Other journalists reported close calls. Marie Colvin of the Sunday Times of London said she was approached by a gang of men with knives in Imbaba, a poor neighborhood of Cairo. Another group of men, who also were strangers to her, pushed her into a store and locked it to protect her, she said.
To the Left a woman wandering the poor sections of Cairo getting attacked is part of political upheaval – to the rational observer it’s petty crime in a country that has lost all control of their streets. But if the networks reported the reality of chaos in Egypt it would destroy the narrative the left-leaning media wants to craft. And while they pursue their agenda, which is clearly to help the international Left cover up their involvement in escalating the crisis, the public is not being told the truth about what is causing the middle eastern unrest – and how easily it will spread first to Europe then across the globe.
Ironically it is another left leaning media outlet, CNBC, that exposes the lie of the so called democracy protests:
It is food inflation that is ultimately breaking the the back of the Mubarak regime. Traders on Friday noted that Fitch, in downgrading Egypt’s outlook to negative, specifically cited the high food inflation, which is running at about 17 percent a year. Staples like meat, sugar and vegetables have been climbing out of the reach of the ordinary Egyptian for a year.
Bottom line: we are watching a major economic story — global food inflation — play out now as a major geopolitical event.
Even the left leaning Telegraph was unable to ignore the root cause of Egyptian and Tunisian unrest:
The surge in global food prices since the summer – since Ben Bernanke signalled a fresh dollar blitz, as it happens – is not the underlying cause of Arab revolt, any more than bad harvests in 1788 were the cause of the French Revolution.
Yet they are the trigger, and have set off a vicious circle. Vulnerable governments are scrambling to lock up world supplies of grain while they can. Algeria bought 800,000 tonnes of wheat last week, and Indonesia has ordered 800,000 tonnes of rice, both greatly exceeding their normal pace of purchases. Saudi Arabia, Libya, and Bangladesh, are trying to secure extra grain supplies.
The UN’s Food and Agriculture Organization (FAO) said its global food index has surpassed the all-time high of 2008, both in nominal and real terms. The cereals index has risen 39pc in the last year, the oil and fats index 55pc.

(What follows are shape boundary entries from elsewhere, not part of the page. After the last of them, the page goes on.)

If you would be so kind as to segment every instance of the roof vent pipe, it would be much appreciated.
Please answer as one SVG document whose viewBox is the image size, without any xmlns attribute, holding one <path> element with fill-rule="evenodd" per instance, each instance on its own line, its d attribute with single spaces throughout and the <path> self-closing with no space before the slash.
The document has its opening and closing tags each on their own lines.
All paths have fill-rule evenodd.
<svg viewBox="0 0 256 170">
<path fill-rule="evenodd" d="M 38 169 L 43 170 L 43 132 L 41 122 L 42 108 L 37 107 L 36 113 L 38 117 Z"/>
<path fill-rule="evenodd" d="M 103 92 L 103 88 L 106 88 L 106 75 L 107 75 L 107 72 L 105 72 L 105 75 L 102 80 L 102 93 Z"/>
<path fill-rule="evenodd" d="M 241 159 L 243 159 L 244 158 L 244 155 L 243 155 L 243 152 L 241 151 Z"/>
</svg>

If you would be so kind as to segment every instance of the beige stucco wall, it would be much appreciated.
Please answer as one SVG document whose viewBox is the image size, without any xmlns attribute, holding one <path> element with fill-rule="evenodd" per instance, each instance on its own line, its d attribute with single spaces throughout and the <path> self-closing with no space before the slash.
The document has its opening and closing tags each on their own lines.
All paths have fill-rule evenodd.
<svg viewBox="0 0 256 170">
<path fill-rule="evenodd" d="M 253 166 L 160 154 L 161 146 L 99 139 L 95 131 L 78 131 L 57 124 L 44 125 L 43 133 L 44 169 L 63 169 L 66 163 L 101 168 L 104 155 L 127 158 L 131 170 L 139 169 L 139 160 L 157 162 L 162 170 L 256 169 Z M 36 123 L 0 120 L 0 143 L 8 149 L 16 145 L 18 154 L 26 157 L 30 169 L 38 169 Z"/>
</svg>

Which puts the attacks on Westerners – widely viewed by the masses as wealthy – into a new perspective. Buried in many of the reports of attacks on reporters is the fact that these assaults are followed by the theft of expensive, and sellable, equipment. Gangs of armed men are looting stores and supermarkets, leading to citizens forming vigilante patrols to keep looters from decimating their neighborhoods.